The first axiom I call my “90-10 rule,” which I developed in the throws of parenting my first, very willful three year old. Here’s the concept: 90 percent of what we say to our children should be positive and only 10 percent corrective or negative. The positive results of children hearing mostly good things benefit both children and parents in the long term.

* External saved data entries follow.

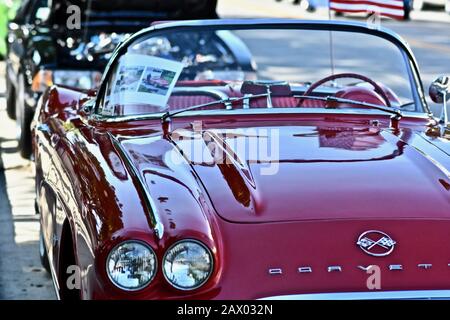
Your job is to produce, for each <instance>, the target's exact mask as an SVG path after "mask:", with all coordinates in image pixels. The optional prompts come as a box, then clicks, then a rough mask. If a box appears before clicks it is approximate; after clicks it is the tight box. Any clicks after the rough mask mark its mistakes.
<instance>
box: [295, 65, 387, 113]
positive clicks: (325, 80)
mask: <svg viewBox="0 0 450 320" xmlns="http://www.w3.org/2000/svg"><path fill="white" fill-rule="evenodd" d="M342 78H353V79H358V80H362V81H364V82H367V83H369V84H371V85H372V86H373V87H374V89H375V92H376V93H378V94H379V95H380V96H381V97H382V98H383V100H384V101H385V102H386V106H388V107H391V101H390V100H389V98H388V96H387V95H386V92H385V91H384V90H383V88H381V87H380V85H379V84H378V83H376V82H375V81H373V80H371V79H370V78H368V77H366V76H363V75H360V74H357V73H338V74H332V75H331V76H328V77H326V78H323V79H322V80H319V81H317V82H315V83H313V84H312V85H311V86H310V87H309V88H308V90H306V92H305V93H304V96H309V95H311V94H312V93H313V92H314V90H316V89H317V88H318V87H319V86H321V85H322V84H324V83H327V82H328V81H332V80H336V79H342ZM305 99H306V98H301V99H300V101H299V102H298V106H299V107H301V106H302V104H303V101H304V100H305Z"/></svg>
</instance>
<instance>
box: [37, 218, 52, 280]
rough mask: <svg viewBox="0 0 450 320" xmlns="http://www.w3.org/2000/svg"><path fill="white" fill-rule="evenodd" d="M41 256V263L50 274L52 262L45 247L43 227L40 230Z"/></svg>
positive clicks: (46, 270) (39, 244)
mask: <svg viewBox="0 0 450 320" xmlns="http://www.w3.org/2000/svg"><path fill="white" fill-rule="evenodd" d="M39 258H40V259H41V264H42V266H43V267H44V269H45V271H47V272H48V273H49V274H50V273H51V272H50V263H49V262H48V256H47V250H46V249H45V244H44V234H43V233H42V227H41V230H40V232H39Z"/></svg>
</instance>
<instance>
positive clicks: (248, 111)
mask: <svg viewBox="0 0 450 320" xmlns="http://www.w3.org/2000/svg"><path fill="white" fill-rule="evenodd" d="M164 114H165V112H159V113H152V114H139V115H128V116H118V117H108V116H101V115H98V114H95V115H92V117H91V119H93V120H96V121H103V122H107V123H108V122H111V123H116V122H128V121H139V120H160V119H161V117H162V116H163V115H164ZM259 114H308V115H309V114H317V115H330V114H339V115H340V114H342V115H367V116H386V115H387V113H386V112H380V111H378V110H372V109H369V110H362V109H351V108H349V109H325V108H298V109H297V108H272V109H267V108H251V109H231V110H224V109H217V110H200V111H198V110H197V111H185V112H183V114H182V115H173V116H171V118H177V117H180V118H184V117H196V116H229V115H259ZM408 117H409V118H414V119H424V120H425V119H430V120H432V118H430V116H429V115H428V114H427V113H422V112H411V111H403V119H405V118H408Z"/></svg>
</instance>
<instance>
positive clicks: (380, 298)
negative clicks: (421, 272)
mask: <svg viewBox="0 0 450 320" xmlns="http://www.w3.org/2000/svg"><path fill="white" fill-rule="evenodd" d="M410 299H412V300H431V299H441V300H448V299H450V290H412V291H367V292H337V293H311V294H293V295H282V296H273V297H267V298H262V299H259V300H410Z"/></svg>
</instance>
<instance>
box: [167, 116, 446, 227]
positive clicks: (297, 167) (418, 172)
mask: <svg viewBox="0 0 450 320" xmlns="http://www.w3.org/2000/svg"><path fill="white" fill-rule="evenodd" d="M184 134H186V133H184ZM192 138H194V140H197V141H198V140H203V141H202V142H205V145H208V148H209V150H214V151H213V152H214V154H215V155H216V157H217V154H224V155H225V156H224V158H226V160H227V161H222V162H225V164H223V163H216V164H212V163H211V161H210V160H211V159H209V158H208V156H206V157H205V156H203V159H201V160H200V161H198V160H197V159H191V160H193V162H194V164H193V167H194V169H195V171H196V172H197V174H198V175H199V177H200V179H201V181H202V183H203V184H204V186H205V189H206V191H207V192H208V194H209V196H210V198H211V200H212V202H213V204H214V207H215V209H216V211H217V213H218V214H219V215H220V216H221V217H222V218H223V219H225V220H228V221H231V222H241V223H249V222H254V223H260V222H271V221H295V220H313V219H355V218H356V219H361V218H366V219H371V218H393V217H397V218H424V217H427V218H430V217H431V216H433V217H434V218H449V217H450V192H449V185H450V182H449V177H448V171H446V170H445V169H443V168H442V167H441V166H439V165H438V164H437V163H436V161H435V160H434V159H432V158H430V157H428V156H427V155H425V154H424V153H423V152H422V151H421V150H418V149H417V148H416V147H414V146H411V145H410V142H412V141H413V140H414V139H415V138H417V137H416V136H415V134H414V133H413V132H412V131H411V130H409V129H405V130H403V131H402V132H401V133H399V134H398V135H394V134H393V133H392V132H391V131H390V130H383V129H379V128H377V127H367V125H366V126H359V127H358V126H355V125H351V126H349V125H344V126H342V125H340V126H337V125H334V126H333V125H326V126H322V127H318V126H306V125H288V126H279V124H278V125H277V126H273V127H270V126H267V127H263V128H262V127H246V129H245V130H239V129H223V128H221V129H205V130H204V131H203V134H200V135H199V134H196V133H192V136H191V139H192ZM187 140H189V139H187ZM256 140H257V141H258V143H259V145H258V146H257V148H258V149H260V150H262V151H261V152H260V155H259V156H255V154H253V155H251V152H250V151H249V148H252V147H248V146H251V145H252V143H253V144H255V141H256ZM211 142H212V144H211ZM175 143H176V145H177V146H178V148H180V149H181V150H183V151H184V153H185V154H188V155H189V152H191V150H192V144H190V142H189V141H188V142H186V139H183V140H178V141H177V140H175ZM211 145H213V147H212V148H211ZM263 145H268V146H269V147H267V148H266V149H267V152H266V151H264V149H265V147H264V146H263ZM242 146H244V147H242ZM206 150H208V149H206ZM224 150H226V151H225V152H223V151H224ZM258 152H259V151H258ZM191 153H192V152H191ZM254 153H255V152H254ZM271 153H272V154H271ZM204 154H205V152H204ZM256 154H257V153H256ZM265 154H268V155H269V156H264V155H265ZM188 158H189V156H188Z"/></svg>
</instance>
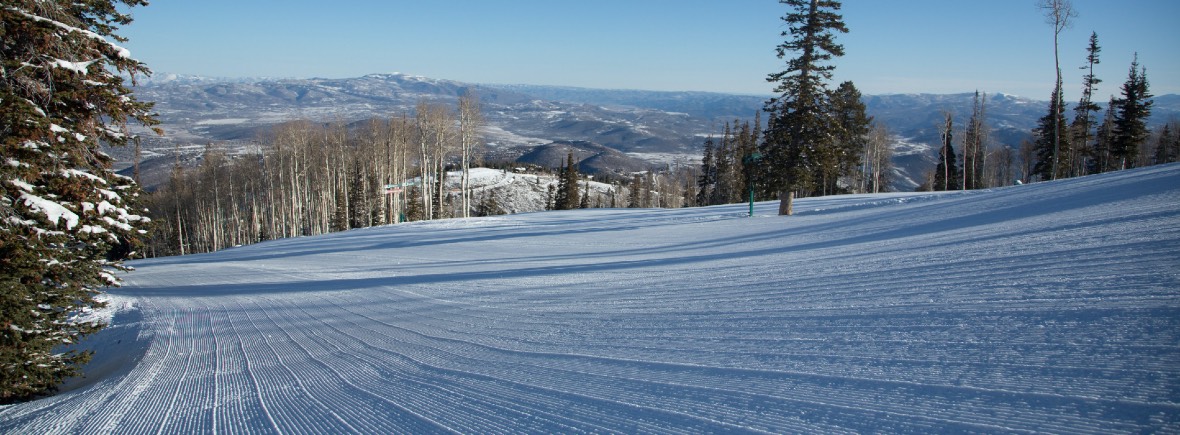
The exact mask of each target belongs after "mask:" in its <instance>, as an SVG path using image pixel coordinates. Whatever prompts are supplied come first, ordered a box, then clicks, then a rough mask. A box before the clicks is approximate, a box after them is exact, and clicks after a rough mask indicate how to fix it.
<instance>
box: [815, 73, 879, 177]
mask: <svg viewBox="0 0 1180 435" xmlns="http://www.w3.org/2000/svg"><path fill="white" fill-rule="evenodd" d="M831 100H832V117H833V118H834V120H835V123H837V127H838V128H837V130H835V132H837V136H835V141H834V144H833V146H832V147H831V149H830V150H828V151H827V152H825V153H822V156H825V157H824V160H825V162H826V163H825V164H824V165H822V167H824V170H821V172H824V177H822V179H824V185H822V193H825V195H828V193H837V192H838V186H837V180H838V177H840V176H843V174H848V173H852V172H853V170H854V169H855V167H857V166H858V164H859V163H860V156H861V153H864V151H865V144H867V143H868V128H870V126H871V125H872V121H873V117H870V116H867V114H866V113H865V103H864V101H863V100H861V94H860V90H857V86H855V85H853V84H852V81H845V83H841V84H840V86H839V87H837V88H835V91H834V92H832V97H831Z"/></svg>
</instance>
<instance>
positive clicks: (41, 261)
mask: <svg viewBox="0 0 1180 435" xmlns="http://www.w3.org/2000/svg"><path fill="white" fill-rule="evenodd" d="M120 4H122V5H124V6H125V7H133V6H143V5H146V1H144V0H106V1H104V0H89V1H67V0H6V1H5V5H4V6H2V7H0V38H2V44H0V53H2V55H0V71H2V74H0V132H2V133H0V147H2V150H4V151H2V156H4V159H5V162H4V164H0V215H2V216H4V219H2V220H0V285H2V292H0V402H13V401H18V400H25V398H30V397H34V396H37V395H40V394H42V393H45V391H48V390H52V389H54V388H55V385H57V384H58V383H60V382H61V381H63V380H64V378H65V377H68V376H74V375H78V373H79V371H78V370H79V365H80V364H81V363H84V362H85V361H87V360H89V357H90V354H87V352H78V351H67V352H65V354H59V352H58V351H59V350H58V349H55V347H59V345H63V344H70V343H77V342H78V341H80V340H81V338H83V337H84V336H86V335H87V334H91V332H94V331H97V330H98V329H100V328H101V327H103V325H101V324H98V323H84V322H83V321H79V319H78V315H79V314H80V312H81V311H84V310H89V309H94V308H98V307H101V305H103V303H101V302H99V301H97V299H96V296H98V295H99V292H100V291H101V288H104V286H109V285H118V283H119V278H118V277H116V275H114V273H116V271H117V270H120V269H124V268H123V265H122V261H123V259H124V258H126V257H129V256H131V255H132V252H133V250H135V249H136V244H137V243H138V240H139V239H140V237H143V235H142V233H143V230H142V228H143V225H145V220H146V219H145V218H142V217H140V216H139V213H140V212H143V210H138V209H137V207H136V206H135V200H136V196H137V195H138V193H137V192H138V187H137V186H136V184H135V182H133V180H132V179H130V178H126V177H122V176H118V174H116V173H114V172H113V171H112V170H111V165H112V160H113V159H112V158H111V157H109V156H107V154H105V153H103V152H101V151H100V144H109V145H112V146H122V145H125V144H126V143H127V140H130V139H131V136H130V134H127V131H126V125H127V123H129V121H130V120H136V121H138V123H140V124H144V125H153V124H156V120H155V119H153V118H152V117H151V114H150V113H149V111H150V110H151V105H150V104H146V103H140V101H138V100H136V98H135V95H133V94H132V93H131V91H130V90H129V88H127V87H125V86H124V83H123V78H122V77H120V74H127V75H131V77H136V75H144V74H148V73H149V70H148V67H146V66H144V65H143V64H140V62H139V61H137V60H135V59H132V58H131V57H130V54H129V53H127V51H126V50H124V48H123V47H120V46H118V45H117V44H118V42H123V41H125V39H123V38H120V37H118V35H117V34H116V33H114V32H116V31H117V29H118V27H119V26H123V25H127V24H130V22H131V17H130V15H129V14H125V13H123V12H120V11H125V7H124V6H120Z"/></svg>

Kids hearing mostly positive comments from their most beloved people:
- Improves their listening because they enjoy hearing praise
- Fosters their self-esteem
- Makes them value their parents’ opinions greater
- Encourages them to do the right thing, because they know it will be noticed and valued
- Makes negative comments hit home harder because the child isn’t used to getting constantly nagged or criticized
- Parents saying mostly positive things about their children:
- Helps them look for the good in their kids instead of focusing on the next annoying thing they will do
- Makes us value little good acts that our kids do. “Nice job standing still, Jack” (when my son was 3), or “Wow, Liesl, I am so proud of you for using a quiet voice” (for my very talkative little daughter!).
- Encourages us to feel good about ourselves as parents and our kids as growing young people .
Note that the 90-10 rule is just as handy for parents of teenagers as it is for of toddlers. Any time you feel your relationship with your child deteriorating into a series of dustups and conflicts, consider reviving this handy rule.